- Interactive map of Gmina Kołaki Kościelne
- Coordinates (Kołaki Kościelne): 53°1′N 22°22′E﻿ / ﻿53.017°N 22.367°E
- Country: Poland
- Voivodeship: Podlaskie
- County: Zambrów
- Seat: Kołaki Kościelne

Area
- • Total: 73.76 km^{2} (28.48 sq mi)

Population (2013)
- • Total: 2,414
- • Density: 32.73/km^{2} (84.76/sq mi)

= Gmina Kołaki Kościelne =

Gmina Kołaki Kościelne is a rural gmina (administrative district) in Zambrów County, Podlaskie Voivodeship, in north-eastern Poland.
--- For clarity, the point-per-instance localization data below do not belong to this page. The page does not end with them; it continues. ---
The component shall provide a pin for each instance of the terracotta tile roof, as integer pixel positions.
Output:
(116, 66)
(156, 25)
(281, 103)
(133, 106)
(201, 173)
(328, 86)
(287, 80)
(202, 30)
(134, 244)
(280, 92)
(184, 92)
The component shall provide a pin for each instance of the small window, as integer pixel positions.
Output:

Its seat is the village of Kołaki Kościelne, which lies approximately 9 km north-east of Zambrów and 55 km west of the regional capital Białystok.

The gmina covers an area of 73.76 km2, and as of 2006 its total population is 2,429 (2,414 in 2013).

==Villages==
Gmina Kołaki Kościelne contains the villages and settlements of Cholewy-Kołomyja, Ćwikły-Krajewo, Ćwikły-Rupie, Czachy-Kołaki, Czarnowo-Dąb, Czarnowo-Undy, Czosaki-Dąb, Głodowo-Dąb, Gosie Duże, Gosie Małe, Gunie-Ostrów, Kołaki Kościelne, Kossaki-Borowe, Krusze-Łubnice, Łętowo-Dąb, Łubnice-Krusze, Podłatki Duże, Podłatki Małe, Rębiszewo-Zegadły, Sanie-Dąb, Szczodruchy, Wiśniówek-Wertyce, Wróble-Arciszewo and Zanie-Leśnica.

==Neighbouring gminas==
Gmina Kołaki Kościelne is bordered by the gminas of Kulesze Kościelne, Rutki, Wysokie Mazowieckie and Zambrów.